著名人のごみ捨て情報をLINEで漏洩、西宮市職員が停職処分に
兵庫県西宮市は3日、環境局の施設技能員である男性職員(33歳)を停職1か月の懲戒処分にしたと発表しました。処分の理由は、勤務時間中に著名人がごみを捨てに来たことをLINEで友人に漏らしたほか、漫画を読んだりラジオを聞いたりするなど、職務専念義務に違反したためです。
勤務中の不適切行為が発覚
問題が発覚したのは、昨年11月に市への通報があったことによります。職員は、ごみ焼却施設などを備える西部総合処理センター(西宮浜)で勤務しており、2024年4月から昨年11月18日にかけて、自身のスマートフォンを使用して学生時代の友人に著名人のごみ捨て情報をLINEで送信していました。さらに、勤務時間中に漫画を閲覧したりラジオを視聴したりするなど、業務に集中しない行動が続いていたとされています。
守秘義務違反と管理監督責任
西宮市は、これらの行為が地方公務員法に定められた守秘義務や職務専念義務に違反すると判断しました。守秘義務は、公務員が職務上知り得た情報を外部に漏らすことを禁じており、今回のLINEでの情報漏洩はその重大な違反にあたります。また、職務専念義務は、勤務時間中に業務以外の活動を行わないことを求めており、漫画やラジオの視聴もこれに抵触します。

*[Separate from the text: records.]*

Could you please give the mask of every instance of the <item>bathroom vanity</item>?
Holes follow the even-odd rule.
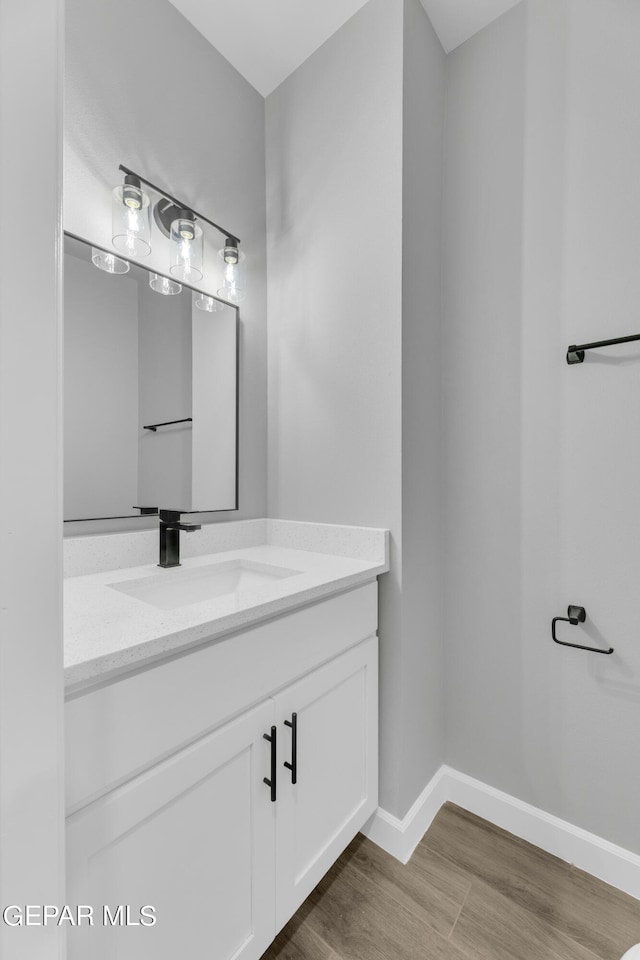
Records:
[[[387,535],[211,525],[168,571],[156,537],[65,545],[67,902],[124,906],[69,956],[258,960],[377,806]]]
[[[190,523],[237,509],[237,305],[112,262],[66,237],[65,519],[159,534],[64,544],[68,956],[258,960],[377,806],[387,534]]]

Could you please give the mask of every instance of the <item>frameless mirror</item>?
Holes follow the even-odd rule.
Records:
[[[168,283],[65,236],[65,521],[238,508],[238,310]]]

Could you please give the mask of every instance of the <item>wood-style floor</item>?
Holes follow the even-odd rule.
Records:
[[[407,866],[357,837],[263,960],[620,960],[640,903],[446,804]]]

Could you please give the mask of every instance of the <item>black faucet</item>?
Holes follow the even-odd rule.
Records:
[[[181,523],[179,510],[160,510],[160,563],[159,567],[180,566],[180,531],[193,533],[200,530],[199,523]]]

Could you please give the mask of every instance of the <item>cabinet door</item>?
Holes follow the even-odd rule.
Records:
[[[273,712],[262,704],[69,817],[67,902],[94,909],[94,926],[69,930],[69,960],[262,955],[275,932]],[[155,926],[134,926],[145,905]]]
[[[375,638],[275,698],[278,730],[276,926],[280,929],[378,803]],[[296,714],[296,783],[291,763]],[[292,764],[293,765],[293,764]]]

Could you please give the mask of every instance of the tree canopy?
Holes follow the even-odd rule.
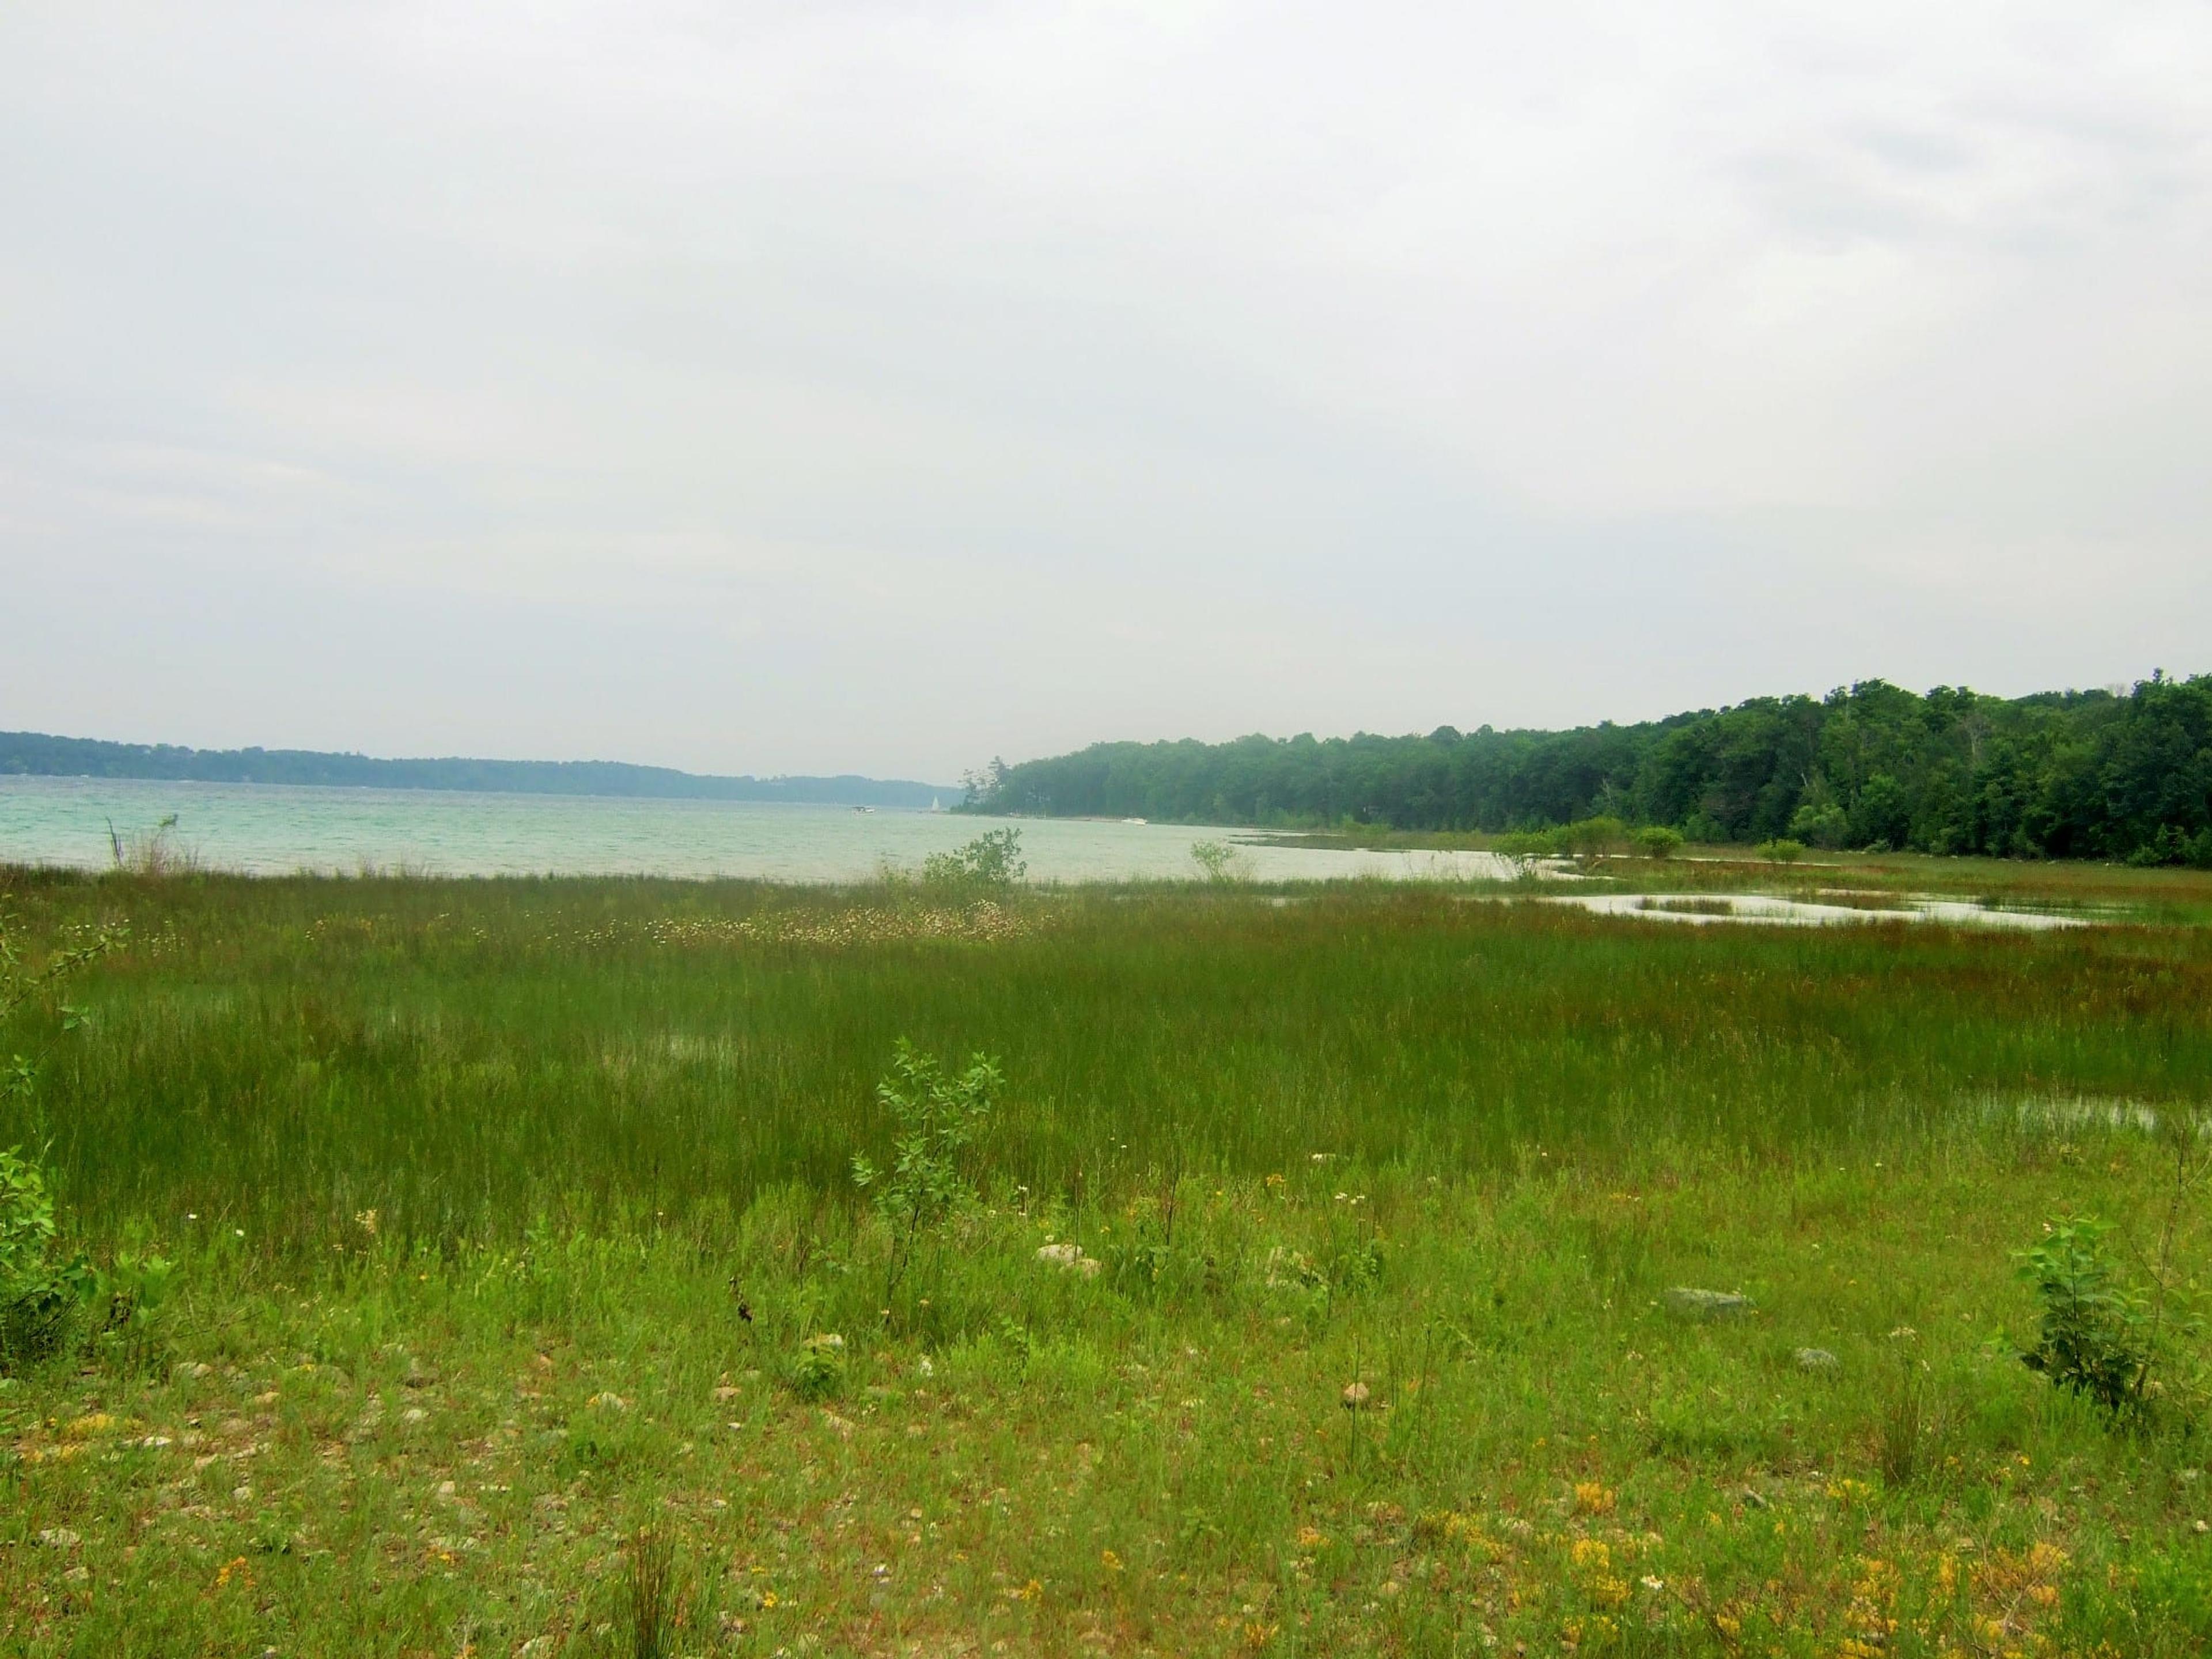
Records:
[[[2016,698],[1863,680],[1565,732],[1101,743],[994,766],[969,804],[1489,832],[1603,815],[1693,841],[2212,865],[2212,675]]]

さらに、管理監督責任を問われ、課長の男性(60歳)も文書訓告処分となりました。これは、部下の不適切な行為を適切に監督・指導できなかったことに対する責任追及です。
市長のコメントと今後の対応
石井登志郎市長はこの件について、「綱紀粛正の徹底を図るとともに、市民の信頼回復と再発防止に取り組む」とコメントしました。この発言は、公務員の倫理観向上と組織の透明性確保を目指す姿勢を示しています。西宮市では、今回の処分を機に、職員全体への研修や監視体制の強化を通じて、類似の不祥事を防ぐ対策を進める方針です。
この事件は、公務員の情報管理の重要性と、勤務時間中の行動規範が改めて問われる事例となりました。市民からの信頼を損なわないためにも、厳格な対応が求められています。